Toni Schuberl zu Antisemitismus der AfD

Link Beschreibung

Faktenfackel Bewertung

Einordnung

Schuberl thematisiert in diesem Video zwei konkrete Fälle, die er als Beispiele für antidemokratisches Verhalten der AfD wertet.

Beatrix von Storch und die Datenweitergabe: Schuberl bezieht sich auf einen dokumentierten Vorfall: Beatrix von Storch bestätigte am 15. Oktober 2025 in der ZDF-Sendung "Markus Lanz", dass sie Namen von Politikerinnen und Politikern, die den Digital Services Act (DSA) unterstützen, an Akteure aus dem Umfeld von Donald Trump und J.D. Vance weitergibt. Auf abgeordnetenwatch.de wurde sie dazu befragt und wich einer klaren Antwort aus. Schuberls Bezeichnung als "Geheimagentin der US-Regierung" und "inoffizielle Mitarbeiterin von Donald Trump" ist rhetorisch zugespitzt, trifft aber den Kern des dokumentierten Sachverhalts.
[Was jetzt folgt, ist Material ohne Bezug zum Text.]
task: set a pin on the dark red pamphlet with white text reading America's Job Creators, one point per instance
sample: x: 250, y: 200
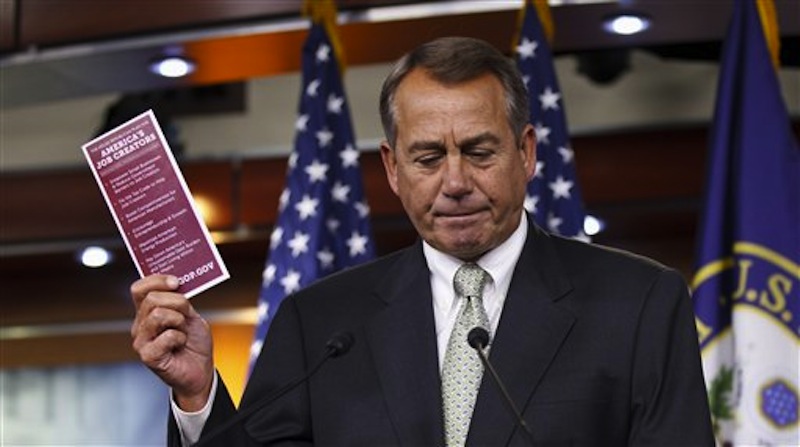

Krah und der chinesische Geheimdienst: Schuberl erwähnt, die AfD stehe "offensichtlich im Kontakt mit dem chinesischen Geheimdienst", damit meint er den Fall rund um Maximilian Krahs ehemaligen Mitarbeiter Jian G., der im September 2025 vom Oberlandesgericht Dresden wegen Spionage für China zu vier Jahren und neun Monaten Haft verurteilt wurde. Die Generalstaatsanwaltschaft Dresden ermittelt zudem separat gegen Krah selbst wegen Bestechlichkeit und Geldwäsche im Zusammenhang mit chinesischen Zahlungen.

Fazit

Schuberl verweist auf zwei real belegte und öffentlich dokumentierte Vorfälle: die Datenweitergabe von Beatrix von Storch an das MAGA-Umfeld und den China-Spionagefall rund um Maximilian Krah. Die Einordnung als "Stasi-Methoden" und "Hochverrat" ist politisch-rhetorisch, nicht juristisch präzise. Inhaltlich keine Falschinformationen.